The Brady Handgun Violence Prevention Act, which took effect in 1994, the year before Bulger became a fugitive, requires federally licensed firearms dealers to conduct background checks on prospective buyers, but does not apply to private sellers. Most states do not require private parties — citizens whose primary business is not selling firearms — to conduct background checks, keep records of sales, or ask buyers for proof of identification.
Mitchell conceded that universal background checks probably could not have stopped someone like Bulger, who had fake driver’s licenses from several states, from getting guns. But he added that in the wake of the massacre of schoolchildren in Newtown, Conn., in December, and other mass shootings, more gun restrictions are needed.

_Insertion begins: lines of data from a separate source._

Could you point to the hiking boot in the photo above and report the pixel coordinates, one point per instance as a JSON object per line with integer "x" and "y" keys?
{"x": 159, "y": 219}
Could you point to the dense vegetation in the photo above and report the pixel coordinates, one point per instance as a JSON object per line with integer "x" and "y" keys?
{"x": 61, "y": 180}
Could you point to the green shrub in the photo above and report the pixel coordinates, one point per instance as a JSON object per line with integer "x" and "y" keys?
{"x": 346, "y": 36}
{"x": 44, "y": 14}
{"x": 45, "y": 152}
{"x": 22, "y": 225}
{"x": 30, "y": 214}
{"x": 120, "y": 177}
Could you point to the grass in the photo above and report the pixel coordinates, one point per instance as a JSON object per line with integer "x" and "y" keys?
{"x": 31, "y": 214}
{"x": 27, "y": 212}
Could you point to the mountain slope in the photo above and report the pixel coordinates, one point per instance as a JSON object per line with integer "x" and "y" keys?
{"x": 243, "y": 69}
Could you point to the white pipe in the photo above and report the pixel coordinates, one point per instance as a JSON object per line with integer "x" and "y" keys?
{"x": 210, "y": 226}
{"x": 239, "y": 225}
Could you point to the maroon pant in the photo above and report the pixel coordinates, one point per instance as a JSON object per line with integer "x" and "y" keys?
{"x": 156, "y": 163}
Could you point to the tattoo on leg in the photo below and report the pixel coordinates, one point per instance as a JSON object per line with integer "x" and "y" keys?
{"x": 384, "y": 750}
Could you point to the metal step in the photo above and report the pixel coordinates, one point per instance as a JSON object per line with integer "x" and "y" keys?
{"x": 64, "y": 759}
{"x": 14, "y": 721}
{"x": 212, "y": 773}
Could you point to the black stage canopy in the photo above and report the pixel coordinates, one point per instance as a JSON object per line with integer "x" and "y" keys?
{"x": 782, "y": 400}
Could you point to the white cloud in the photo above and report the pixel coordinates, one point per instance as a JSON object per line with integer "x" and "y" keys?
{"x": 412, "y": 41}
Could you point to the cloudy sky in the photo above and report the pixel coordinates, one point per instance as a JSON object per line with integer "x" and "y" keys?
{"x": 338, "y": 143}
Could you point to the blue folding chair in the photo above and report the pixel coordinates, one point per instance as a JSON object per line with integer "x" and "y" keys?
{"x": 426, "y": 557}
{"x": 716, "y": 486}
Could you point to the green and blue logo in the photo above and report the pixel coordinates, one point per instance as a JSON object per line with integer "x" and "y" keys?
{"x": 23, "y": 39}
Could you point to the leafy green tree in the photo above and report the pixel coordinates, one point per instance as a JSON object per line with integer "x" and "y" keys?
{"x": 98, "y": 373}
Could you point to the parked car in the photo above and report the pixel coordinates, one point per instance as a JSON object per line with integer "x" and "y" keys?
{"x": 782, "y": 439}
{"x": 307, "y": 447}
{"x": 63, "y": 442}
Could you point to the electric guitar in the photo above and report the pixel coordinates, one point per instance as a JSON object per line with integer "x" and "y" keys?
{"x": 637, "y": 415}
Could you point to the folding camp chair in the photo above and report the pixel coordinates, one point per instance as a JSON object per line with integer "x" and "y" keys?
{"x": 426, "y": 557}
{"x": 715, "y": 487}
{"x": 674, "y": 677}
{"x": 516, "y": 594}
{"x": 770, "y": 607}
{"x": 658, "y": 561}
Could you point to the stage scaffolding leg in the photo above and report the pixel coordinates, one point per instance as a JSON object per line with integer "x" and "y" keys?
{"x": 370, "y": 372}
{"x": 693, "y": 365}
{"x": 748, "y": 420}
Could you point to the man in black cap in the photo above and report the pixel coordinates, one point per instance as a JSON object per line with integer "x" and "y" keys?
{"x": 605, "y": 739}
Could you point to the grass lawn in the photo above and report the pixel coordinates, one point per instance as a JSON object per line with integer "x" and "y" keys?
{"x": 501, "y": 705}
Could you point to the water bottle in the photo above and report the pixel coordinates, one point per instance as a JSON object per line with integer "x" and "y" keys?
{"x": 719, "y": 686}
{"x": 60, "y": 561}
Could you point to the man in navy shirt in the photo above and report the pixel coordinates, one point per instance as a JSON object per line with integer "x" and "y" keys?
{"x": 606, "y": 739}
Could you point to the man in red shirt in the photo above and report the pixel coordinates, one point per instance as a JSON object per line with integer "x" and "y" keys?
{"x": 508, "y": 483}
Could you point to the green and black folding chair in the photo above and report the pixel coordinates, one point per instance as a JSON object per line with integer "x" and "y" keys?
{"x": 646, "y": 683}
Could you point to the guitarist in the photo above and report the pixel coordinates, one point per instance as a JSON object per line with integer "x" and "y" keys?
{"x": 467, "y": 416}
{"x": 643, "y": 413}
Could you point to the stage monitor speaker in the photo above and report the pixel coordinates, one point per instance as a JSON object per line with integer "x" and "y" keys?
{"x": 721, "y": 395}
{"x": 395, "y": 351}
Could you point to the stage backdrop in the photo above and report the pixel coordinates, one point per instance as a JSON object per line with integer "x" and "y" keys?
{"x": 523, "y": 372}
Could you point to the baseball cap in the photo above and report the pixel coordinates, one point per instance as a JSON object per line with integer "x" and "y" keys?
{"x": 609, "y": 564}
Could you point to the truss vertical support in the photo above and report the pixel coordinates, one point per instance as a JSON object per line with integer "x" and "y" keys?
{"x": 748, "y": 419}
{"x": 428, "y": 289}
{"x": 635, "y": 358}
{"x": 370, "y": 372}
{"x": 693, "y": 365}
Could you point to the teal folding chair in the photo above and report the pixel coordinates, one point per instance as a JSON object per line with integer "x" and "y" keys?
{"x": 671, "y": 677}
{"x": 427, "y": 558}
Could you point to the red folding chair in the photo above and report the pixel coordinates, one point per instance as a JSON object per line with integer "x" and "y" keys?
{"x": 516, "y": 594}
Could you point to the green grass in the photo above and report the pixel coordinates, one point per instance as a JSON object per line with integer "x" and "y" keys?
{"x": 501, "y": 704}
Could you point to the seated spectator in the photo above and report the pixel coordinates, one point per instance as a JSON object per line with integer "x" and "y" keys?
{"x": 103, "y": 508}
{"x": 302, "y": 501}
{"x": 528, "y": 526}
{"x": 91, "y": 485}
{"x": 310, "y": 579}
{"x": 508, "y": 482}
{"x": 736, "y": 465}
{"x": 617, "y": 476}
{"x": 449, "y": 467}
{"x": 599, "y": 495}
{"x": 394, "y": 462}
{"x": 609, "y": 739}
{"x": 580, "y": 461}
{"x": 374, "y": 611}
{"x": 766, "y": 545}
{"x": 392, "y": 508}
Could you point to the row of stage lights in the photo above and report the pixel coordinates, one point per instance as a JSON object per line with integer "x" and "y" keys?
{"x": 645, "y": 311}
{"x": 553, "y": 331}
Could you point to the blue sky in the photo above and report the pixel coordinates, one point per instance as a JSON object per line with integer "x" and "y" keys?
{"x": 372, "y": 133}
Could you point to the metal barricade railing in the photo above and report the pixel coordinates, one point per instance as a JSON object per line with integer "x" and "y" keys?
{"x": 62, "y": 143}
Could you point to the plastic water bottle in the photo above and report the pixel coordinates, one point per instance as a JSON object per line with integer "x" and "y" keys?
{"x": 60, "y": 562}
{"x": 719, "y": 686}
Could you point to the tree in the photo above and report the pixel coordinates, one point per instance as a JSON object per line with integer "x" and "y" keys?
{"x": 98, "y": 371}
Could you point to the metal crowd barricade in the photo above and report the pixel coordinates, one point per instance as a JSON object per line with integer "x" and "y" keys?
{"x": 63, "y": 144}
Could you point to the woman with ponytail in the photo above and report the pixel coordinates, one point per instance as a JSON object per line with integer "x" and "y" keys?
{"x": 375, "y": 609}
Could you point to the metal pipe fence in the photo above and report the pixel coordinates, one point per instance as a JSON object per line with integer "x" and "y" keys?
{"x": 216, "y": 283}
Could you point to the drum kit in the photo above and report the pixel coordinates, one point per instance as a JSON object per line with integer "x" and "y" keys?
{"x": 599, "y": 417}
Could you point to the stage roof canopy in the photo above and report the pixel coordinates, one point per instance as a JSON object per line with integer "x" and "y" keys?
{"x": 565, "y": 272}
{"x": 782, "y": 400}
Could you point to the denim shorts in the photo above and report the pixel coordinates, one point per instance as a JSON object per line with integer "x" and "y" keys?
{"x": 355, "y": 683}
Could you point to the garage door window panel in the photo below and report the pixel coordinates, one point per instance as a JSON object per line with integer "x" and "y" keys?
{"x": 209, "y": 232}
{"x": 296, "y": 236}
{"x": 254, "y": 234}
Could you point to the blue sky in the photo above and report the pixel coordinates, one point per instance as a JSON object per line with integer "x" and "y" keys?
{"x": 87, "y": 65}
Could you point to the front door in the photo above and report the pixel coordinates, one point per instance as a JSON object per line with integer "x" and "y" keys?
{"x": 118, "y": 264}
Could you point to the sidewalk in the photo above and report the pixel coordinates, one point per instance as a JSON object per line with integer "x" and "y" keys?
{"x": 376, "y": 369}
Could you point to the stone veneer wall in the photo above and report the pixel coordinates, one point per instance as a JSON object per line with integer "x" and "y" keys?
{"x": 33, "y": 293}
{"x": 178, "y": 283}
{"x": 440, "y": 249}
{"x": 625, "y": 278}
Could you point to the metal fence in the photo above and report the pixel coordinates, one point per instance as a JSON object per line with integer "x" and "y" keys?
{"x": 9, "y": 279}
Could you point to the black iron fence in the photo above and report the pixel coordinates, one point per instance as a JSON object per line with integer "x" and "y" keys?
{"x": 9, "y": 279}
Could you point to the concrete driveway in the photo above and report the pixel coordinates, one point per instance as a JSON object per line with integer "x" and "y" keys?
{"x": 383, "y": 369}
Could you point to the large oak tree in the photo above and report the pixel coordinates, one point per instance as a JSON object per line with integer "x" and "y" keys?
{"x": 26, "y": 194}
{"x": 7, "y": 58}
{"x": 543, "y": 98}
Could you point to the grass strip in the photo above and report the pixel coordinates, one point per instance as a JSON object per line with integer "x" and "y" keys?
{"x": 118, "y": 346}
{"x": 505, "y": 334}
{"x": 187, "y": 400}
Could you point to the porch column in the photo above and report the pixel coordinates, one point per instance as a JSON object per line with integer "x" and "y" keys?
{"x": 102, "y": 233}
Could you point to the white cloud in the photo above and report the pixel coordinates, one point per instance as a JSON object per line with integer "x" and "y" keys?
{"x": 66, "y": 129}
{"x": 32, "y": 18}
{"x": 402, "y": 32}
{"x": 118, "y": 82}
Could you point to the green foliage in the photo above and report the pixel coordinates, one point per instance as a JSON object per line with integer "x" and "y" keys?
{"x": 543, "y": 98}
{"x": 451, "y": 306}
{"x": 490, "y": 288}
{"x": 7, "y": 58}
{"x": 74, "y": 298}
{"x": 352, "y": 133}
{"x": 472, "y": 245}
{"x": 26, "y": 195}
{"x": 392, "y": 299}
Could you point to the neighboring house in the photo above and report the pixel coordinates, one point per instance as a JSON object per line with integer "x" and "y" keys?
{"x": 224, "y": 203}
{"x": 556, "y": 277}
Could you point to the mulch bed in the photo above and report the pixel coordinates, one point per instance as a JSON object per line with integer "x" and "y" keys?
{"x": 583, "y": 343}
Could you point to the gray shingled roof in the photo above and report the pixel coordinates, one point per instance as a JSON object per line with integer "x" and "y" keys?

“I don’t think anyone should think background checks will solve everything,” Mitchell said. “The aim really is to reduce the risk generally that guns will fall into the wrong hands. Once a weapon is in the stream of commerce it’s very hard to track.”
All of the firearms seized from Bulger’s California apartment had serial numbers, enabling the ATF to trace the weapons from the manufacturer to the licensed dealers, who must record the first purchase date.
But federal law prohibits the ATF from maintaining a computerized database of firearms sales and most states do not require private owners to keep records, making the process of tracking a gun from one buyer to another time consuming and often impossible.
The tracing reports of the guns seized from Bulger, which were first filed in court last June with redactions and then refiled on Thursday with more complete information, reveal that agents were unable to determine when and where Bulger acquired most of the guns.
The weapons were shipped to federal firearms dealers, who sold them between the 1940s and 2006. In most instances, the trail went cold after a licensed dealer sold the gun to a private party.
One of the 45-caliber pistols found in Bulger’s apartment was originally sold by the Sierra Specialty Shop in Wellington, Nev., in April 2004. The shop’s owner, Ginger Sagran, told the Globe during a phone interview that she sold the pistol to a friend, who is a regular customer, and that she never sells a firearm without making sure she knows who is buying it.
“We know that we did not sell it to Whitey, how he got the gun I don’t know,” Sagran said. “Unfortunately, the rules and regulations on gun control only affect honest people. They will not keep the guns out of the hands of criminals because if they want them they’ll get them, even if they have to steal.”
The man who bought the pistol from Sagran told ATF agents that he sold it two weeks later at “an unknown gun show” and “he has no idea who he sold the gun to,” according to the reports.
A 45-caliber Colt pistol, initially sold by a licensed dealer in Henderson, Nev., in 1999, was traced to a buyer, now deceased, whose wife said “he bought and sold guns all the time at gun shows in Nevada and Utah.”
Glenn Pierce, the acting director of the Institute for Security and Public Policy at Northeastern University, said guns can easily be bought in some states from private sellers without any paper trail and universal background checks would slow down the flow of guns to some people who should not have them.
“The highly motivated, highly knowledgeable individual is more likely to beat the system even if it’s a little harder,” Pierce said. “We’re really looking at whether you can stop the less motivated individuals.”